The major downside to this album, is that a good portion is clogged up with slower numbers, and it's here, without the distraction of snappy drum-work, that you really begin to feel the musical constraints of being a duo. Juju also tones it down for these songs and, although she can turn out a convincing straight-faced performance, it's nowhere near as much fun as when she's acting the loon. There's nothing wrong with her vocal performance on 'Heroin Dance' - it's soulful and earnest - but the music and the lyrical content fail to put that final, emotional twist on the song, and it ends up sounding flat. 'You, Me & The TV' isn't quite as sedate, but its laidback, bluesy swing falls foul of the pitfall lurking in the wings for every two-member band: it lacks variety. The same would be true for the piano-led trudge of 'Luck's Run Out,' if it wasn't for Juju, who tries out a ragged, reedy falsetto on the chorus that proves to be utterly infectious. A joyless piano number, saved by one great vocal hook.
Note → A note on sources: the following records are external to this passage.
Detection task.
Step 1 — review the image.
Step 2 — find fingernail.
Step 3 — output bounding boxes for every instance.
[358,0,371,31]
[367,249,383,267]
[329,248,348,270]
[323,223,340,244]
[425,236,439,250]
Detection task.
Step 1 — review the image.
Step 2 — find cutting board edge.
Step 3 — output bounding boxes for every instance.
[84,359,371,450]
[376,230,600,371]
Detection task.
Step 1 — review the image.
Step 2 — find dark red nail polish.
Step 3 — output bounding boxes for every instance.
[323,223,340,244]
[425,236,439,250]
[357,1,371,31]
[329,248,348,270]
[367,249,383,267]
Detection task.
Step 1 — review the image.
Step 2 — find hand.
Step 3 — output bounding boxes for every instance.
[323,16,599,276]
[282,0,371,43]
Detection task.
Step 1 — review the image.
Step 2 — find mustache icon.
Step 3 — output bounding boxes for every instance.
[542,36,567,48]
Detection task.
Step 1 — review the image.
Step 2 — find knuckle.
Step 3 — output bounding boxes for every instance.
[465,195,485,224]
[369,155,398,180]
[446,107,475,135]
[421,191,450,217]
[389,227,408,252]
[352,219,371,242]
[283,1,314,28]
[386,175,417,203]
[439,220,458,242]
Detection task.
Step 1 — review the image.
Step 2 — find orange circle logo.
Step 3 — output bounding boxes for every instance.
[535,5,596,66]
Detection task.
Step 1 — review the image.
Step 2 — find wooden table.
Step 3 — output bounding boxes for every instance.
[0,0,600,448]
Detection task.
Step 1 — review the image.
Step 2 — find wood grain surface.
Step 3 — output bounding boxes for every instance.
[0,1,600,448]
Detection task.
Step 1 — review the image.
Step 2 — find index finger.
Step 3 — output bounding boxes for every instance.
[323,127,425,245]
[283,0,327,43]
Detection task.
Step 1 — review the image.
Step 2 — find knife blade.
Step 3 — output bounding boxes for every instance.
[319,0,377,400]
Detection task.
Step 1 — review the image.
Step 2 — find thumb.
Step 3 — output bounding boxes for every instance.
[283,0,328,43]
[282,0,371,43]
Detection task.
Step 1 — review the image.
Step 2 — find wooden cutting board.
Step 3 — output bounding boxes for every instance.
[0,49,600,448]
However, perseverance pays off and after many misses, Little Fish finally get the slow number spot-on, with album-closer 'Sorry State.' Although it's a steady burner, the perfectly-put together combo of acoustic sputtering and kooky drumbeats is interesting enough to survive the measured pace.
For a band who can pen such fiercely unique anthems as 'Whiplash' and 'Die Young,' this album features a disappointing number of pretty-but-forgettable slow numbers, and songs that feel restricted by Little Fish's status as a duo. At its best ('Am I Crazy,' 'Whiplash' 'Hallelujah' and 'Die Young,') this album is quirky indie rock 'n roll, spearheaded by a vocalist with a unique voice and singing style. However, 'Baffled and Beat' certainly isn't a case of all killer, no filler.